Post 57 / The Next Language
September 7, 2021
The Gospel Arrives in Zapoteco: Elotepec
It’s pretty unusual that a language goes from discovery to the audio Gospel being distributed in one month, but that is what happened for the Elotepec speakers of San Juan this August.
If you are following these blogs you know that early in August we did the pescadore routine. We were invited back to record with potential volunteers. I went with trainee Joel to record this Zapotec dialect and in the process discovered we would not be able to depend on social media for thorough distribution. We didn’t see any cell phones – not that uncommon in the subsistence economy of rural Mexico. We were able to purchase small speakers with SD card drives for about $3 each here in the city and uploaded the finished Elotepec language program plus a simple Spanish New Testament and Spanish Words of Life. The mission had recently been given 1700 SD cards of 1 gigabyte each. We had 300 of those sent down from Tucson and were ready for a distribution trip.
Marcos and I pulled into the village of San Juan de Elotepec in the public shuttle service after 5 or 6 hours of rattling over mountain roads. Unknown to us a group at the diner we had frequented for meals and wifi service was in the process of wondering if we would ever come back. One of the elder Elotepec, Demetria, was asking because she spoke the language and was really sorry she hadn’t found us when we were recording. Right then the shuttle van pulled in front of the diner and we stepped out. Everyone was amazed and they were very grateful to receive one of the speakers for the diner owner’s mother who had originally recorded the word list for us.
We were in a hurry to get to the church service in the next village of Llano Monte- about a one-hour hike over the mountain to the next valley. We were heading out and Demetria implored us to come back to her house later. She showed us where it was and we promised to find her in when we got back in the afternoon. I really think she figured she would never see us again.
We enjoyed a meaty service with the believers in Elotepec over the promise of God in Exodus 32 to never leave His people. We were warmly received and following the service broke out the players and played back the new content in the language along with the Spanish content. They were happy to receive the players as missionary tools in their own village and agreed to take them to two more villages where the language is still spoken. They quickly gave us a meal of tamales and waved us off as we attempted (unsuccessfully) to beat a rain storm that was moving in — a fringe benefit from a cyclone on Mexico’s Baja coast plus Hurricane Ina pounding the Gulf Coast of USA.

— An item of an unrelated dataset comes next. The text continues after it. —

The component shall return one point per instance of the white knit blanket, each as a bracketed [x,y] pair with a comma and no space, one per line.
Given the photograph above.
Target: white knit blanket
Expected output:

Afterwards we found Demetria’s house and were welcomed in to enjoy elote — boiled corn in the husk. We played the Elotepec for her and she told us why she was so anxious that we visit. She went into another room and came out with her very elderly mother, blind and very stooped. She only spoke Elotepec – one of the few monolinguals in the language. She grasped the little speaker and was obviously amazed to hear it speaking in her only language. Her daughter translated for us. She told the whole story of the lost sheep and Jesus’ invitation for us to come to Him.
This moment reminded me of two times in this project when we nearly gave up. Once was during our very first entry into this area, when our van got stranded in the air on a corner that was way too sharp and on a very steep road. We realized it was going to take an extra day to get to San Juan de Elotepec and that we had no gear for over-nighting. The second brush with giving up was when some questioned if this whoe project was necessary because so few were monolingual and their language that was listed as moribund.
We know now that for years to come there will be hundreds of Elotepec that understand the language but don’t speak it well enough to translate. They will be grateful to hear their mother tongue and this whole project may very well bring some into the fold. Praise God He kept us — more than once – from giving up.